| Component | Claim | Scope of Analysis |
|---|---|---|
| Premise A | Homo sapiens exhibits an irreversible trajectory of optimization observable across recorded history. | Evaluated against archaeological and evolutionary anthropology records. |
| Premise B | Optimization processes structurally converge toward artificial general intelligence (AGI) via self-reference, autonomy, and recursive refinement. | Evaluated against complex systems theory, AI scaling dynamics, and computational limits. |
| Conclusion | Collective cessation of AI development is structurally impossible for the species. | Evaluated against international governance attempts, military-economic lock-in, and historical technology control precedents. |
Accumulated cultural traits transmit across generations with limited backward slippage. The ratchet effect describes a population-level propensity to retain innovations once established.
| Mechanism | Description | Constraint |
|---|---|---|
| High-fidelity transmission | Social learning mechanisms preserve trait complexity across generational boundaries. | Requires stable demographic networks; collapses under population bottlenecks. |
| Innovation recombination | Existing traits combine to generate novel variants without regression to prior states. | Dependent on maintained trait diversity. |
| Multilevel sociality | Task specialization distributes cognitive load across individuals, locking in division of labor. | Reverses when social stratification disintegrates. |
Pre-industrial archaeological records contain multiple instances of technological stock contraction.

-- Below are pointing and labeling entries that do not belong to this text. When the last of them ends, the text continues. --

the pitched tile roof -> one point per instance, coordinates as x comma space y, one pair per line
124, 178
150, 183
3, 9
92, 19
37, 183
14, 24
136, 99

| Case | Observed Regression | Proposed Mechanism |
|---|---|---|
| Roman-era hydraulic concrete | Lost for ~1,400 years following Western imperial collapse. | Disruption of specialist guild transmission chains. |
| Rapa Nui (Easter Island) lithic technology | Contraction in tool complexity post-deforestation. | Resource depletion triggering demographic and social simplification. |
| Tasmanian tool kit reduction | Loss of bone tools and fishing gear after isolation from mainland Australia. | Drift in small, isolated populations without reinvention pressure. |
The optimization gradient across human history exhibits directional tendency during periods of demographic expansion and surplus extraction, not absolute irreversibility.
Species selection operates as differential extinction and speciation rates, not as a volitional agent.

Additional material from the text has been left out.